Proceedings of the National Academy of Sciences ◽

10.1073/pnas.1501775112 ◽

2015 ◽

Vol 112 (17) ◽

pp. 5401-5406 ◽

Cited By ~ 29

Author(s):

Stefan Arenz ◽

Fabian Nguyen ◽

Roland Beckmann ◽

Daniel N. Wilson

Keyword(s):

Electron Microscopy ◽

Amino Acid ◽

16S Rrna ◽

Binding Site ◽

Tetracycline Resistance ◽

Small Subunit ◽

Amino Acid Residues ◽

Tyrosine Residues ◽

Cryo Electron Microscopy ◽

Resistance Protein

Ribosome protection proteins (RPPs) confer resistance to tetracycline by binding to the ribosome and chasing the drug from its binding site.

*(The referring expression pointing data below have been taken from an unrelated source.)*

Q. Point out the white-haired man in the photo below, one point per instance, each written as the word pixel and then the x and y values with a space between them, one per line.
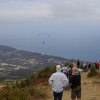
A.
pixel 58 81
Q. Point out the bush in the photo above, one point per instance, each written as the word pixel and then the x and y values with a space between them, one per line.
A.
pixel 93 72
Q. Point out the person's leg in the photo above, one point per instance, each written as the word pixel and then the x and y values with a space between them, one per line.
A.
pixel 55 95
pixel 60 95
pixel 79 93
pixel 78 98
pixel 73 94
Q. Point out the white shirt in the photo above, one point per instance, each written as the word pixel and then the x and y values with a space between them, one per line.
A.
pixel 58 80
pixel 64 69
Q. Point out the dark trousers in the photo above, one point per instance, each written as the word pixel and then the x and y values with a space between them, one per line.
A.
pixel 57 96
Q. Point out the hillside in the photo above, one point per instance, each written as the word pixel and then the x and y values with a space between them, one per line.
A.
pixel 19 64
pixel 90 89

Current models for RPP action are derived from 7.2- to 16-Å resolution structures of RPPs bound to vacant or nontranslating ribosomes. Here we present a cryo-electron microscopy reconstruction of the RPP TetM in complex with a translating ribosome at 3.9-Å resolution. The structure reveals the contacts of TetM with the ribosome, including interaction between the conserved and functionally critical C-terminal extension of TetM with a unique splayed conformation of nucleotides A1492 and A1493 at the decoding center of the small subunit. The resolution enables us to unambiguously model the side chains of the amino acid residues comprising loop III in domain IV of TetM, revealing that the tyrosine residues Y506 and Y507 are not responsible for drug-release as suggested previously but rather for intrafactor contacts that appear to stabilize the conformation of loop III. Instead, Pro509 at the tip of loop III is located directly within the tetracycline binding site where it interacts with nucleotide C1054 of the 16S rRNA, such that RPP action uses Pro509, rather than Y506/Y507, to directly dislodge and release tetracycline from the ribosome.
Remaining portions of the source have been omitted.